Nigeria’s removal from the Financial Action Task Force grey list has restored global confidence in the country’s financial system and shielded the economy from losing more than thirty billion dollars in potential investment inflows. The announcement was made in Lagos during the annual Bankers’ Dinner organised by the Chartered Institute of Bankers of Nigeria, where the central bank highlighted the development as one of the most significant milestones of the year.
According to the apex bank, exiting the grey list was the outcome of a coordinated national effort led by the Federal Government with strong input from regulatory institutions. The bank explained that remaining on the grey list carried major economic risks, noting that countries placed in this category typically experience a sharp decline in capital inflows equivalent to more than seven percent of GDP in the first year. For Nigeria, this translated to over thirty billion dollars in potential investment losses. The bank added that the delisting not only restores confidence but also reduces the compliance frictions that international correspondent banks often impose on grey-listed countries.

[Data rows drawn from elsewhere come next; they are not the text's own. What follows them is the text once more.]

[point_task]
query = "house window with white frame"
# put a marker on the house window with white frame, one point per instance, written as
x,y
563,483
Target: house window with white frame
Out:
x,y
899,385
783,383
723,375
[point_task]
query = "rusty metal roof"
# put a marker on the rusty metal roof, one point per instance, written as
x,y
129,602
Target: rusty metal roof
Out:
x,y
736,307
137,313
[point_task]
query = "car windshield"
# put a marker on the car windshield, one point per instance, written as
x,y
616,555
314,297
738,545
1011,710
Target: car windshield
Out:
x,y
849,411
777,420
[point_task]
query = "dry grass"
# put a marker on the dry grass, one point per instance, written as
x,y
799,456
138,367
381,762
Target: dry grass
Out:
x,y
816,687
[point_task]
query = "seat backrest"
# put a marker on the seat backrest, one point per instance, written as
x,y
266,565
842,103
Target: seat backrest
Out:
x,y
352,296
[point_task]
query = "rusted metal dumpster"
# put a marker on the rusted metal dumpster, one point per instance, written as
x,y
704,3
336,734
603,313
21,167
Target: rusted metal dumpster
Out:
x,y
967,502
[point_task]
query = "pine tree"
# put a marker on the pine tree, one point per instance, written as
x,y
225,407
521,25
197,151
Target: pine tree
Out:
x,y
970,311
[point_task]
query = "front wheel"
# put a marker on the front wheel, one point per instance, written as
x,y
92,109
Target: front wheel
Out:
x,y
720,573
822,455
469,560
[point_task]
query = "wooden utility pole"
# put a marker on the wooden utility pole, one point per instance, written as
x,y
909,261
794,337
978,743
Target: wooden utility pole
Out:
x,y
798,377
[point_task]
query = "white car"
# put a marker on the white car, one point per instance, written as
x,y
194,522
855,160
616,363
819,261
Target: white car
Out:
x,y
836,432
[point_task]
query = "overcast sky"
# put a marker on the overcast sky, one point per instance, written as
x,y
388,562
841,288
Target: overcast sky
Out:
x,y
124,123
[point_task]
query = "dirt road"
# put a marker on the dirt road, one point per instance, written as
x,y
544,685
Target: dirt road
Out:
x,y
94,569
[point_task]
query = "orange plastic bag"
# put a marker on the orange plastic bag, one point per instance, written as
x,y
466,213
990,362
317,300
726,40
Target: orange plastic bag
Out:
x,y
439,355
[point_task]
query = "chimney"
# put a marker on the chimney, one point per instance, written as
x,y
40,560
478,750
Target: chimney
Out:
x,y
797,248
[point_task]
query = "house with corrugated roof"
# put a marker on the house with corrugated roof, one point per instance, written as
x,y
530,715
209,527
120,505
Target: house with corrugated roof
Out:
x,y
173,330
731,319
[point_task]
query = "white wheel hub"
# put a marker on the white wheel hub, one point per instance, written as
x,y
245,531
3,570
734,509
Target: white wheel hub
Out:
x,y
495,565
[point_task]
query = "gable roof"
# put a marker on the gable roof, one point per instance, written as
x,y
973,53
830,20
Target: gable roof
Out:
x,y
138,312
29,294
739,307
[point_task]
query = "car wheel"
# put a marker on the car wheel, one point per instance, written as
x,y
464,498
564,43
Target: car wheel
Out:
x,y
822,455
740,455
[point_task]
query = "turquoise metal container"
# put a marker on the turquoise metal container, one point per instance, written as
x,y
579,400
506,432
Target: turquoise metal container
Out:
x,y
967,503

The central bank revealed that Nigeria addressed the deficiencies identified by the global financial watchdog through reforms aimed at strengthening supervision of financial institutions, improving reporting of suspicious transactions, deepening cross-agency intelligence sharing and ensuring better monitoring of cross-border financial movements. Modern governance tools such as the Electronic Financial Evaluation Monitoring System and the Foreign Exchange Code were also deployed to improve oversight and enhance transparency across the financial system.

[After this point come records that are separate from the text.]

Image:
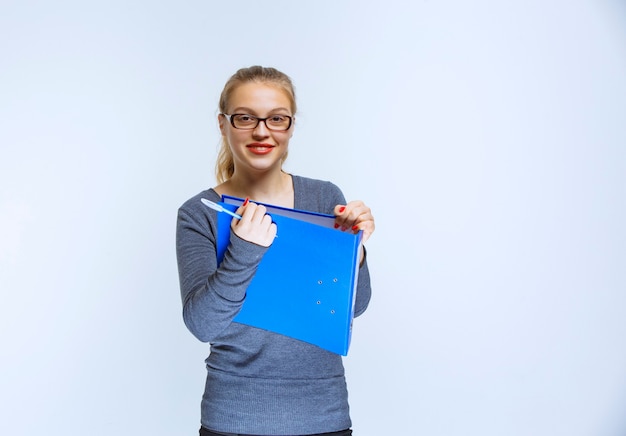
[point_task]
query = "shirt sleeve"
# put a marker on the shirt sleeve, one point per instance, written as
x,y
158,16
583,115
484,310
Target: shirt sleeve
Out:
x,y
212,295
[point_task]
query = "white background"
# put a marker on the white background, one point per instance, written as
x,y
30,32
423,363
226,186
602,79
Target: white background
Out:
x,y
488,137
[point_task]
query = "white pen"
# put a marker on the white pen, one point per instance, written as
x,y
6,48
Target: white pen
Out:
x,y
219,208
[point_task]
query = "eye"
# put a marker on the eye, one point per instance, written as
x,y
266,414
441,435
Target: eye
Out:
x,y
244,119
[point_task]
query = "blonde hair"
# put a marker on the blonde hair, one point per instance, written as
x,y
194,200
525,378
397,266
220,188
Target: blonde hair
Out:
x,y
225,167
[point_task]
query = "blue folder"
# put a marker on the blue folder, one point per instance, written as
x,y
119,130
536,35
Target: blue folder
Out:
x,y
305,285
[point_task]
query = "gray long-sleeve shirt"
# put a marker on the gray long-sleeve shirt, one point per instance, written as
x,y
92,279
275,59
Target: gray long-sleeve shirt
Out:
x,y
258,382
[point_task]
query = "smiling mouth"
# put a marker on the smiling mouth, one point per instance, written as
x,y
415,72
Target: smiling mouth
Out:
x,y
260,148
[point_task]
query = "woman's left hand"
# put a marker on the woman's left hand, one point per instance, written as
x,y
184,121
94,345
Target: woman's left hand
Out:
x,y
355,216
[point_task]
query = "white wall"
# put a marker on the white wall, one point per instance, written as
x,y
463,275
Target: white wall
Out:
x,y
488,137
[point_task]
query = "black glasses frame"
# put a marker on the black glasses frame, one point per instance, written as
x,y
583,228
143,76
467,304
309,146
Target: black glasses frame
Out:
x,y
258,120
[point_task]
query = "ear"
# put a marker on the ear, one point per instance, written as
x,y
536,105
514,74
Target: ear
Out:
x,y
221,119
293,127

The delisting came after the global body announced in October that Nigeria had been removed from its grey list following an on-site assessment. The decision followed nearly three years of intense scrutiny and placed Nigeria alongside other countries that were removed after demonstrating stronger controls against money laundering and terrorist financing. The development has been widely viewed as a confidence boost for the country’s financial system and its broader economic outlook.

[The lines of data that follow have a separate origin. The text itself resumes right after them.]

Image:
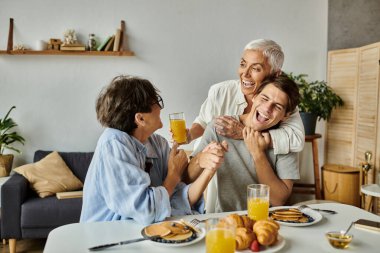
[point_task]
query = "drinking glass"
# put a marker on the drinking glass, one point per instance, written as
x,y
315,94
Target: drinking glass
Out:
x,y
258,201
220,236
178,127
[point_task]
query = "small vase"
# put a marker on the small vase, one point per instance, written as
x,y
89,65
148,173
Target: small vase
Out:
x,y
309,121
5,165
91,44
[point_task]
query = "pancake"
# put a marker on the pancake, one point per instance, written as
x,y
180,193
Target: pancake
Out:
x,y
170,231
289,215
156,229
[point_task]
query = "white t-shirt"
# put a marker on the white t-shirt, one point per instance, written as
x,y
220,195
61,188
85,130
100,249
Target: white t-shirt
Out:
x,y
226,98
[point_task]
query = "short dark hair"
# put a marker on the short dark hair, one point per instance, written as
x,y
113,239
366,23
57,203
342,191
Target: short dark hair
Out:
x,y
125,96
287,85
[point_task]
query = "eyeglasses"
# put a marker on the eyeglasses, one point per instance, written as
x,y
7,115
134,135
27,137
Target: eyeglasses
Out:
x,y
159,102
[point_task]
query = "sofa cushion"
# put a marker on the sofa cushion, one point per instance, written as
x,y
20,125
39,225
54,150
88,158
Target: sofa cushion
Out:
x,y
78,162
50,212
50,175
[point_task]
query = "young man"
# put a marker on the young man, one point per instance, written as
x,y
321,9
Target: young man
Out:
x,y
133,173
260,59
252,160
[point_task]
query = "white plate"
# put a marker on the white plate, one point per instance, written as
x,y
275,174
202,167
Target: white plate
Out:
x,y
200,236
313,214
268,249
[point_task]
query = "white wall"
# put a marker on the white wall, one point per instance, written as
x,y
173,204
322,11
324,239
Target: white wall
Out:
x,y
183,47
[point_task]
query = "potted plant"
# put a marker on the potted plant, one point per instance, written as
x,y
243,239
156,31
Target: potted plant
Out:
x,y
7,139
317,101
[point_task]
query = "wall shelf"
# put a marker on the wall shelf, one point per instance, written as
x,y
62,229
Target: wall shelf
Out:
x,y
9,50
56,52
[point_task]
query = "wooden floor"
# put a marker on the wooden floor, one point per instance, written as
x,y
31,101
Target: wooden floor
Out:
x,y
26,246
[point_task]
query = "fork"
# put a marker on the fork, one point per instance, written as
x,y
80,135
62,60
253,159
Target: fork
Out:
x,y
301,207
195,222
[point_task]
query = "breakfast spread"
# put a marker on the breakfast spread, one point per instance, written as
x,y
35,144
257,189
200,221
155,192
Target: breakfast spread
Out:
x,y
251,234
290,215
171,232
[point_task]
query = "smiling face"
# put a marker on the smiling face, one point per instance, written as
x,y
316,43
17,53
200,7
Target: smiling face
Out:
x,y
153,119
268,109
254,68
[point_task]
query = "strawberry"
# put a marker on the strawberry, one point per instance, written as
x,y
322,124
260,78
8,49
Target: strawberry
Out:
x,y
255,246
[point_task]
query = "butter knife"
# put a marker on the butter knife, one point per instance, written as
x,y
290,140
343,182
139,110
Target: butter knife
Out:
x,y
104,246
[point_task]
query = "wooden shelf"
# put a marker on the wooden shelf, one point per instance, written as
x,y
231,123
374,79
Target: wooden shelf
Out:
x,y
55,52
9,50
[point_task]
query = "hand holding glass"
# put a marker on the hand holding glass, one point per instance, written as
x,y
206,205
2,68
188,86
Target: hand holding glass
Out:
x,y
258,201
220,236
178,127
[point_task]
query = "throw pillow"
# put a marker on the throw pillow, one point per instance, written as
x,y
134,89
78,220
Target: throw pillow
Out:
x,y
50,175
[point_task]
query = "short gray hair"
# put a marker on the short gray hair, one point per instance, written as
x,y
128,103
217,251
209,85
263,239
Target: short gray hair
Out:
x,y
271,50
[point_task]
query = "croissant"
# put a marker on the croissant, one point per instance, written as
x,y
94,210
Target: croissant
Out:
x,y
244,237
240,221
266,231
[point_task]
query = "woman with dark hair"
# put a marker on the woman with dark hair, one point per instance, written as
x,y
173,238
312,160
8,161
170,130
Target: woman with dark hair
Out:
x,y
134,174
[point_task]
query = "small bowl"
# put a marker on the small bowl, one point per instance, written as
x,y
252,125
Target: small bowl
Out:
x,y
338,239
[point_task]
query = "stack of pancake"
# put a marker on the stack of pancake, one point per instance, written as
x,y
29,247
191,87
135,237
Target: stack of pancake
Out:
x,y
289,215
170,231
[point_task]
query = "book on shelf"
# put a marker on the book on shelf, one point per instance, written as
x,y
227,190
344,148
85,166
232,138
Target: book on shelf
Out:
x,y
102,46
69,195
116,45
73,47
110,43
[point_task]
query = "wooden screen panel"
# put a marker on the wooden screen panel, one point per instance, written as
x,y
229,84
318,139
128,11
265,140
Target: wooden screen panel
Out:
x,y
368,106
340,131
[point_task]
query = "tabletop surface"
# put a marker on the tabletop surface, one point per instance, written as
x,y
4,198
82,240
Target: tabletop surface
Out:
x,y
78,237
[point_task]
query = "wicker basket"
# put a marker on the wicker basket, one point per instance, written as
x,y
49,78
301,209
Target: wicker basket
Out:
x,y
341,184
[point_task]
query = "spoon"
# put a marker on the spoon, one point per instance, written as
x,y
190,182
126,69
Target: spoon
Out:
x,y
348,229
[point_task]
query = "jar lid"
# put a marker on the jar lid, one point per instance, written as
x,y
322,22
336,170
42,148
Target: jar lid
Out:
x,y
340,168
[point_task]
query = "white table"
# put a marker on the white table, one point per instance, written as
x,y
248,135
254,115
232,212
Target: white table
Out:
x,y
372,190
79,237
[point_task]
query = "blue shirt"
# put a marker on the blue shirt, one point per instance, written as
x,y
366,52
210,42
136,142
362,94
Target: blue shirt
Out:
x,y
118,188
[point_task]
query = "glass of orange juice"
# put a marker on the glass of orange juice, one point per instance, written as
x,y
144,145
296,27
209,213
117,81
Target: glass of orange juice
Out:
x,y
220,236
258,201
178,127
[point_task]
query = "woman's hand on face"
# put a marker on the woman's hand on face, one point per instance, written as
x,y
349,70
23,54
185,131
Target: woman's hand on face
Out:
x,y
229,127
188,137
256,142
178,161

The exit has already contributed to improved sentiment in the foreign exchange market, where the national currency showed early signs of stability and slight appreciation against the dollar. The Presidency also welcomed the development, describing it as evidence of Nigeria’s commitment to global financial transparency.
The global financial watchdog, which sets international standards for combating money laundering and terrorist financing, is regarded as a key determinant of investor perception. For MSMEs across the continent, the delisting enhances Nigeria’s attractiveness as a trading and investment hub, reduces cross-border transaction friction and creates a more predictable environment for accessing international finance, partnerships and supply chains.